Looks like a bubble in the works. Ignore the basics, wish that the Fed will pay the way.
Remember the housing bubble, ignore the price, wish that housing prices would never peak.
STOCKS WILL CARE IN JANUARY
Wait till January when we start loosing about about 200,000 jobs per month for all of 2013 when the cuts to defense start killing the entire defense industry. We will see how many Bulls there are left. If Congress and Obummer don't get something done soon we are headed where no man wants to go.
Quantitative easing will no good in the face of the losses to the economy that are coming soon. The last 2 rounds of QE just put off the inevitable anyway-they really didn't stimulate anything except our debt.
We need to get rid of Bernanke and Obama and everything connected with either one of them and even that may not be enough to stop the fall.
Buy guns,ammo, food, and survival gear. You are going to need it.
If you are just working and voting economics, you will eventually be enslaved. A strong economy is a by-product of FREEDOM. Economics is not a value or even a valid ethical issue. Determine your politics on something else.
Get out of the urban rot culture and go back to the farms from which your families came generations ago that produced something of real value.
Where did all these pimps come from? Do they get like a dime or something for every posting.
Guess the economy's even worse than i initially thought.

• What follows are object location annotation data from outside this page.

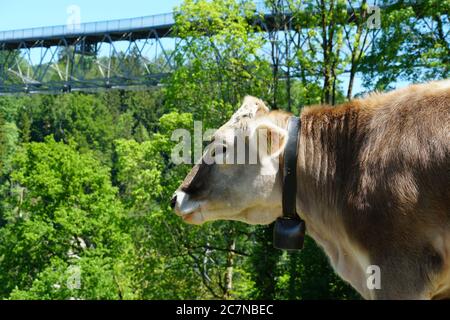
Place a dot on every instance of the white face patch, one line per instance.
(184, 204)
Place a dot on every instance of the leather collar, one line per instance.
(289, 229)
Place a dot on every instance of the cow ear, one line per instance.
(251, 108)
(271, 139)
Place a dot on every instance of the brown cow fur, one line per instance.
(374, 188)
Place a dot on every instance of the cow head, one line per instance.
(238, 176)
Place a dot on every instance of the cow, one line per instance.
(373, 185)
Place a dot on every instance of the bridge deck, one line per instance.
(49, 36)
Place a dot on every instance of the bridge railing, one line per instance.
(159, 20)
(89, 27)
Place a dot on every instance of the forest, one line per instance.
(86, 178)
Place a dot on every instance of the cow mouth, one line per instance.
(194, 217)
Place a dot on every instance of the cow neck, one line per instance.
(289, 169)
(289, 229)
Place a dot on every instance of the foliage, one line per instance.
(86, 179)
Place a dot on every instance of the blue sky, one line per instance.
(19, 14)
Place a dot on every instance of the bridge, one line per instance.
(126, 53)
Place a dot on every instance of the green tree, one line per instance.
(63, 214)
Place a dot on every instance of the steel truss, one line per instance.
(85, 64)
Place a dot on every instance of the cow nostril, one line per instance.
(173, 202)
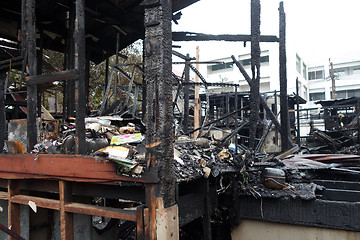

Speculators don't care about the ecomony!
Romney doesn't care about Americans!
Obama in 2012!
Van Hollen in 2016 & 2020!
Stocks keep rising because they are still cheap and earnings are not going down. The only way for stocks to go down at this PE is if earnings started to decrease. Earnings have not done that yet (they have flattened out a little, but not gone down), nor will they unless/until the "fiscal cliff" kicks in.
That's way, despite all the doom and gloom talk, stocks will remain strong for the next several months.